ABD'nin Suud petrolünü korumaya ihtiyacı olup olmadığı sorusu gündemde
Ancak son haftalarda Suudi Arabistan ve Rusya arasındaki petrol savaşı, Trump'ın Riyad'a karşı duruşunda bir dönüm noktası oldu ve ABD'nin halen büyük bir kısmı ABD ve Avrupa ülkelerine değil de Çin ve diğer Asya ülkelerine satılan Suud petrolünü korumaya ihtiyacı olup olmadığı sorusunu gündeme getirdi.
ABD'de Washington gibi demokratik bir güç ile dini özgürlük, kadın hakları ve ifade özgürlüğü değerlerini paylaşmayan bir ailenin yönettiği Riyad arasındaki ilişkileri, tekrarlayan terörü destekleme suçlamaları ile yeniden değerlendirme çağrıları bulunuyor.
Bununla birlikte, uzmanlar Riyad'ın Beyaz Saray'la ilişkileri en azından mevcut aşamada sağlam olduğu için ABD Kongresinde Suudi Arabistan'a karşı ortak bir tutum almanın zor olduğunu savunuyor.
ABD Başkanı Trump ile Suudi Arabistan Kralı Selman bin Abdulaziz, 8 Mayıs'ta küresel enerji piyasalarındaki gelişmeleri ele aldıkları bir telefon görüşmesi gerçekleştirdi.

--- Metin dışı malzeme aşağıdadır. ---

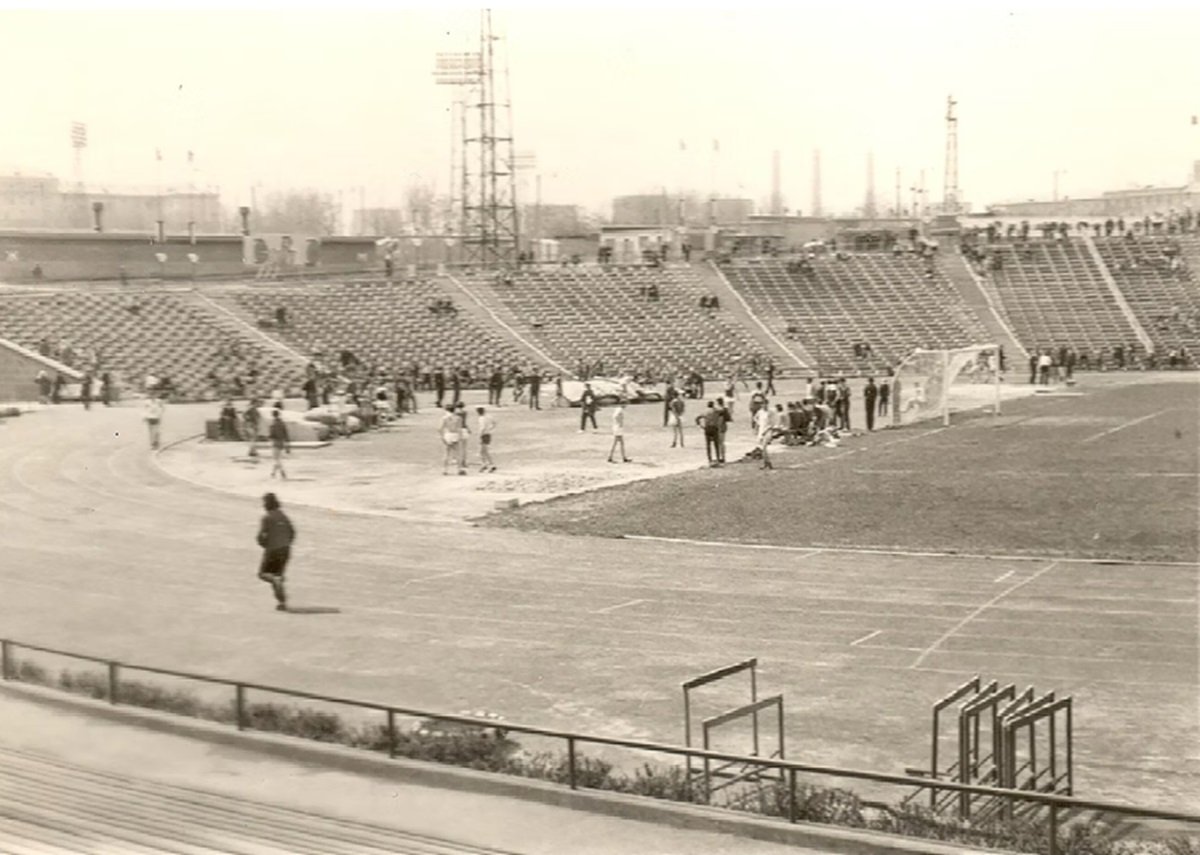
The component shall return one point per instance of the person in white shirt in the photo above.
(763, 432)
(618, 432)
(154, 410)
(486, 428)
(450, 429)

Beyaz Saray, görüşmede iki ülkenin ortak savunma gücünün vurgulandığını ve iki liderin, küresel enerji piyasalarındaki istikrarın önemi konusunda da mutabık kaldığını açıklamıştı.
ABD-Suudi Arabistan ilişkilerine karşı çalışan önemli etki merkezleri olmasına rağmen, ABD Dışişleri Bakanlığı ve Beyaz Saray, Suudi Arabistan'la petrol üretimi konusunda anlaşmazlıkların yaşandığı bir atmosferde dahi ikili ilişkilerin gücünü ve iki ülke arasındaki savunma ortaklığının önemini vurgulamaya devam etti.

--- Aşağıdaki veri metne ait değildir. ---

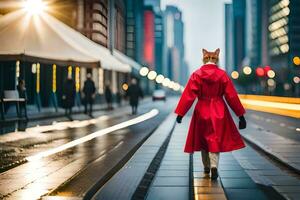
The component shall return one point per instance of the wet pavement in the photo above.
(33, 179)
(125, 158)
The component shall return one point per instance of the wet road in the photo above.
(33, 179)
(288, 127)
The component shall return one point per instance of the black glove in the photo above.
(179, 119)
(242, 122)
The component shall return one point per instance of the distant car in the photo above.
(159, 95)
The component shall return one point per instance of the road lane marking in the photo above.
(91, 136)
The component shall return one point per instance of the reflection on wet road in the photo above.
(40, 176)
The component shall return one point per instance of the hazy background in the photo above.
(204, 28)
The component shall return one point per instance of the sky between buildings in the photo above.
(204, 28)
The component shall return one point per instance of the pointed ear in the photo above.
(217, 51)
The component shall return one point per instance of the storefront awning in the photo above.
(44, 38)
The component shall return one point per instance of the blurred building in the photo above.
(134, 29)
(239, 35)
(149, 37)
(158, 33)
(174, 45)
(229, 65)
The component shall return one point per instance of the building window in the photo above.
(119, 30)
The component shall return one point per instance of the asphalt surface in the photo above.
(288, 127)
(36, 178)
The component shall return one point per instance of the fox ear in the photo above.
(204, 51)
(217, 51)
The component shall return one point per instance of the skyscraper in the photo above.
(149, 39)
(134, 29)
(239, 20)
(229, 65)
(173, 44)
(284, 38)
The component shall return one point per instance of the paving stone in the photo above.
(170, 181)
(238, 183)
(165, 193)
(245, 194)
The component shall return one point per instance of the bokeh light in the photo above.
(296, 60)
(166, 82)
(34, 7)
(296, 79)
(271, 82)
(144, 71)
(234, 75)
(152, 75)
(271, 74)
(247, 70)
(260, 72)
(125, 86)
(160, 78)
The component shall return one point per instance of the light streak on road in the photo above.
(91, 136)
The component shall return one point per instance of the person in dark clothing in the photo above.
(108, 97)
(22, 94)
(89, 94)
(119, 98)
(134, 92)
(69, 92)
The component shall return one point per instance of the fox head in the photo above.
(210, 56)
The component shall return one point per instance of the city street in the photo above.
(32, 179)
(29, 171)
(149, 99)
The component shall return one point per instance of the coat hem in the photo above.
(221, 151)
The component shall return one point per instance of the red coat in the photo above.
(212, 127)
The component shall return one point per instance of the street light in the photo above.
(34, 7)
(247, 70)
(260, 72)
(166, 82)
(176, 87)
(235, 75)
(296, 79)
(271, 82)
(171, 84)
(271, 73)
(144, 71)
(159, 78)
(152, 75)
(296, 60)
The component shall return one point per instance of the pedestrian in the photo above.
(108, 96)
(212, 129)
(134, 92)
(89, 90)
(68, 97)
(119, 98)
(22, 94)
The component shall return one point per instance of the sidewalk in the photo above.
(283, 149)
(178, 175)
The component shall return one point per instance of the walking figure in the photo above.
(69, 92)
(108, 97)
(89, 90)
(22, 94)
(134, 92)
(212, 129)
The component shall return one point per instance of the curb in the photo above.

Bununla birlikte, ABD ve Suudi Arabistan arasındaki ilişkilerin derin anlaşmazlıklara evrileceği yönünde tahminde bulunmak için çok erken çünkü her iki taraf da "geçici krizlerle" başa çıkmada açıkça esneklikler gösterebiliyor.
Ancak dünyanın gelecek birkaç ay veya birkaç yıl içinde uzun zamandır devam eden ve güvenliğin korunmasına karşılık petrolün güvenle akışının sağlanmasına yoğunlaşan ABD-Suud stratejik ortaklığının çöküşünün başlangıcına şahit olması da uzak bir ihtimal değil.